I had the impression that the high profile on this sniper case was making people nervous around here, too. Everyone seemed to know who I was, and they were all giving me a wide berth.

“Don’t worry about it. You aren’t any further along than I would have expected,” I told Cowen. “But I do have some ideas about how we might handle things from here.”

Chapter 80

SEVERAL THINGS HAPPENED really fast in Brick Township, mostly because I needed them to.

I worked my contacts with the Field Intelligence Group in Washington to get hold of the FIG coordinator up in the Newark field office. Because it was a Sunday night, and because we had sufficient reason to believe Mitchell Talley had crossed, or would cross, jurisdictional lines, we were able to get an immediate Temporary Felony Want. Cowen would have forty-eight hours from there to secure an actual warrant, signed and issued.
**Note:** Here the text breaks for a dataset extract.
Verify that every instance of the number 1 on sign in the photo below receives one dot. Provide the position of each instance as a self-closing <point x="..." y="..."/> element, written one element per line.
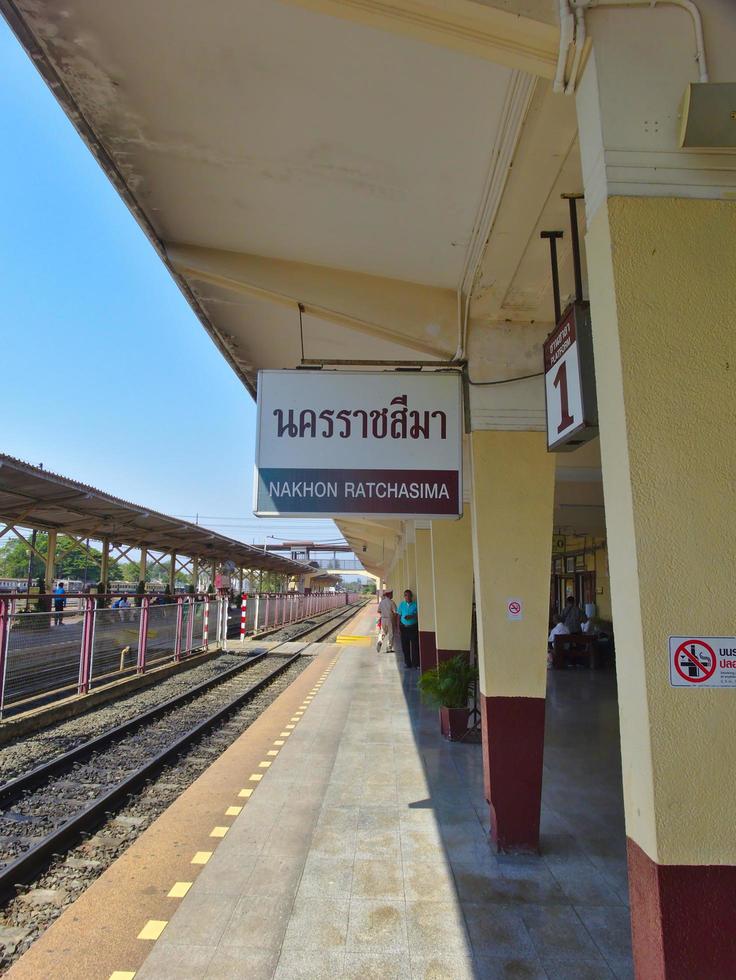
<point x="560" y="382"/>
In the meantime, Newark could get word out to law enforcement up and down the eastern seaboard right away.

The idea for now was to leave off any mention of Steven Hennessey, or any accomplice at all. The Want specified only that Mitchell Talley was being sought for questioning in the deaths of Bernice and Robert Talley. Wherever our presumed snipers were, I didn’t want them knowing we’d connected any of this to DC until I had more information.

Cowen agreed to give me some cover on that front. In the meantime, I got his people hooked up with Newark in the search for their suspect. Someone found a more recent snapshot in one of his mother’s photo albums, and they used a scan of it for the local and regional BOLO — Be On The Lookout.